Levando-se esta realidade para a educação superior brasileira basta observar os gráficos 2 e 3 (apresentados anteriormente), que tratam, respectivamente, do número de instituições públicas e privadas e de vagas nessas instituições no período de 1991 a 2005. Uma análise desses gráficos identifica que para grande parcela da sociedade brasileira resta a educação superior privada que, em grande medida, encontra sérias dificuldades para financiar seus estudos.
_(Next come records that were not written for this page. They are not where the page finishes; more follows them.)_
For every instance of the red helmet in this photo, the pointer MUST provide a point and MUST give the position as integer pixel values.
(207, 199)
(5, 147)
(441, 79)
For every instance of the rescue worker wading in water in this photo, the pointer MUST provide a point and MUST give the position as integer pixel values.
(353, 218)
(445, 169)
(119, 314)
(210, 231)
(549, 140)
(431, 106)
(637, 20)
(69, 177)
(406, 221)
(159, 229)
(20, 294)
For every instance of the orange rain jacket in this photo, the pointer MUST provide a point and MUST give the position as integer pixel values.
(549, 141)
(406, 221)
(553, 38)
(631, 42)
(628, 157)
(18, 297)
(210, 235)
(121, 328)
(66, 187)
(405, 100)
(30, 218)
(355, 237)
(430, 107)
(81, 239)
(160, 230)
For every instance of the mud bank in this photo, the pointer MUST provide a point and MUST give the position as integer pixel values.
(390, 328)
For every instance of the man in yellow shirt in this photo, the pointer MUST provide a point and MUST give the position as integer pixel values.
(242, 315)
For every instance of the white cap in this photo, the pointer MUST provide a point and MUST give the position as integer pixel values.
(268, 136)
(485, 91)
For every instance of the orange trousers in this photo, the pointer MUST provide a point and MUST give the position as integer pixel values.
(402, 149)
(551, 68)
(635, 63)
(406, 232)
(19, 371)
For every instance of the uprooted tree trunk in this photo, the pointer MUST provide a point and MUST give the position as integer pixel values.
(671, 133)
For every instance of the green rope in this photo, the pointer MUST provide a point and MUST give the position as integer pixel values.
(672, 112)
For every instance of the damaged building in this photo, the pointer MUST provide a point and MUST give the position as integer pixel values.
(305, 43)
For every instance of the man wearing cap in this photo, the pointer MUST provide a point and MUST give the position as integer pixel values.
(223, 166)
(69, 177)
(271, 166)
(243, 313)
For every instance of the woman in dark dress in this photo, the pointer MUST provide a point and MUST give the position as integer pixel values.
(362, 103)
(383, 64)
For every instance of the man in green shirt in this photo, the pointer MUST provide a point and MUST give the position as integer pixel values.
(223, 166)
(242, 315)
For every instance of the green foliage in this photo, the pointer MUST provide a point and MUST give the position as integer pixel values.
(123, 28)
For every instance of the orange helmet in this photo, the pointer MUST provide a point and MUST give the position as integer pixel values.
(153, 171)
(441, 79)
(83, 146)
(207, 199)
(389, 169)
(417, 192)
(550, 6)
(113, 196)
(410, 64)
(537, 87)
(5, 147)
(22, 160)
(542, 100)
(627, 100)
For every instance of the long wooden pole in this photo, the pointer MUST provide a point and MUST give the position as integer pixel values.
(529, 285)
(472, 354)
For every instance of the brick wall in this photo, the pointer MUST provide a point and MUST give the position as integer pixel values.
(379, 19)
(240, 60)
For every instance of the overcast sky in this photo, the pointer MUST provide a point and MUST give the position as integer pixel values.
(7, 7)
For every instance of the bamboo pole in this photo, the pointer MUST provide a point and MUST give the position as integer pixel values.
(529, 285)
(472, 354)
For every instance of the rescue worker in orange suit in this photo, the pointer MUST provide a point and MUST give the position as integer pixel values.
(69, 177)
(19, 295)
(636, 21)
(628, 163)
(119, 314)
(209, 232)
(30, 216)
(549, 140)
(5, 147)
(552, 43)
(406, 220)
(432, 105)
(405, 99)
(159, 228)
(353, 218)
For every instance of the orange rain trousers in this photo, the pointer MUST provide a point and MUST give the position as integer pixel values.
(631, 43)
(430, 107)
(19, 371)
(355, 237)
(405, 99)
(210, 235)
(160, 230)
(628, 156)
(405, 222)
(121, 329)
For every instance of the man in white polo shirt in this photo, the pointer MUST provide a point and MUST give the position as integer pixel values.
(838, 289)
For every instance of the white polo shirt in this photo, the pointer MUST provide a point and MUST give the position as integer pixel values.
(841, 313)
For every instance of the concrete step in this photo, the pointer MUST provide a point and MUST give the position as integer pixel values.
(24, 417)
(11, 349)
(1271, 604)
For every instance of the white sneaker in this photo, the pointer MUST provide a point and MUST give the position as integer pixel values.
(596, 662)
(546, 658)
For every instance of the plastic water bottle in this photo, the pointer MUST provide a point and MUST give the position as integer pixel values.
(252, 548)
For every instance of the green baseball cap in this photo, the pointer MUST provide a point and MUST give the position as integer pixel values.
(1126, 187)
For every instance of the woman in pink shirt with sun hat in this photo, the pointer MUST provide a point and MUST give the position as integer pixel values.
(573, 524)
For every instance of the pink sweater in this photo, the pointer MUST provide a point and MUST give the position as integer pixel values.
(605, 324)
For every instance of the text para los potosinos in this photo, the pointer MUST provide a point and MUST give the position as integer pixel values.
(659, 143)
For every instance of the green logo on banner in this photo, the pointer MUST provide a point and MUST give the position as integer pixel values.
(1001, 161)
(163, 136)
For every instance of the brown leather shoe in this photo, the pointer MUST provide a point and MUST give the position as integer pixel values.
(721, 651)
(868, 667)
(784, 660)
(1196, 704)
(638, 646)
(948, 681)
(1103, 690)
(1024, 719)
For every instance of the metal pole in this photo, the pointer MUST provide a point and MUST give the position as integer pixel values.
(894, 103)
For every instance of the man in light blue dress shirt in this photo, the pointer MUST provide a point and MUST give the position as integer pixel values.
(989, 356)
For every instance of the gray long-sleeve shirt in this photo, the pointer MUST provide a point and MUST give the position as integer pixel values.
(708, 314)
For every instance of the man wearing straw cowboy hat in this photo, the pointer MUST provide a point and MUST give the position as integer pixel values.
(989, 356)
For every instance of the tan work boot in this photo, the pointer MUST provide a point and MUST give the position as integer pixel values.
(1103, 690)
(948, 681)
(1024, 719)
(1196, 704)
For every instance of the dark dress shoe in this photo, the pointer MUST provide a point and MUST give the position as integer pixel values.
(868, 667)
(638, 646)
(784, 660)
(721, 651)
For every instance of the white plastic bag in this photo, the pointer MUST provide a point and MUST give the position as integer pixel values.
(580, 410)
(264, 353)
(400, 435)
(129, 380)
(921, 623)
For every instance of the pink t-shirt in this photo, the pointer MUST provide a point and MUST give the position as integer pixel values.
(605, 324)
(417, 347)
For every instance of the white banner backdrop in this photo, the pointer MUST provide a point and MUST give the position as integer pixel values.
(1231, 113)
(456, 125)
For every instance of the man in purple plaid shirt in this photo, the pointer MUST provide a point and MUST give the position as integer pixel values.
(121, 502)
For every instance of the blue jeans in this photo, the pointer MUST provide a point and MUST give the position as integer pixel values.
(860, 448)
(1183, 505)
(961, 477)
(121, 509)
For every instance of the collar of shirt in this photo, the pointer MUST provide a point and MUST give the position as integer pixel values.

Com a oferta de um número de vagas sempre crescente, a iniciativa privada possibilitou o ingresso aos bancos escolares superiores de um expressivo contingente de candidatos que,tradicionalmente, eram eliminados pelos concorridos vestibulares. Esse novo personagem da academia é, geralmente, oriundo das classes populares e sua presença é detectada, de modo especial, na tesouraria das

instituições, como inadimplente, ou nos setores de atendimento ao estudante, como candidato a alguma forma de bolsa de estudo ou de crédito educativo. As fichas socioeconômicas do Enade e, principalmente, o atestado de hipossuficiência apresentado pelos alunos que pleiteiam o Programa Universidade para Todos (ProUni) demonstram cabalmente que há, nos bancos escolares superiores,

gente sem condições econômicas para aderir à educação superior privada.

(grifo nosso). (GIOLO, 2006, p. 26).

Uma contradição peculiar, no caso do Brasil, deriva do fato de que, nas instituições públicas, mantidas com verbas do Estado, estudam as classes econômicas mais privilegiadas, enquanto nas instituições privadas, as classes mais oprimidas. Em outros termos, nas profissões mais concorridas as vagas são preenchidas e ocupadas pelas pessoas mais privilegiadas economicamente. Aí reside mais uma das faces da injustiça social quando o que pode pagar se beneficia da gratuidade financiada, em grande medida, por aquele que estuda na esfera privada. Esse cenário retrata as contradições da educação superior de um país semiperiférico, como é o caso do Brasil.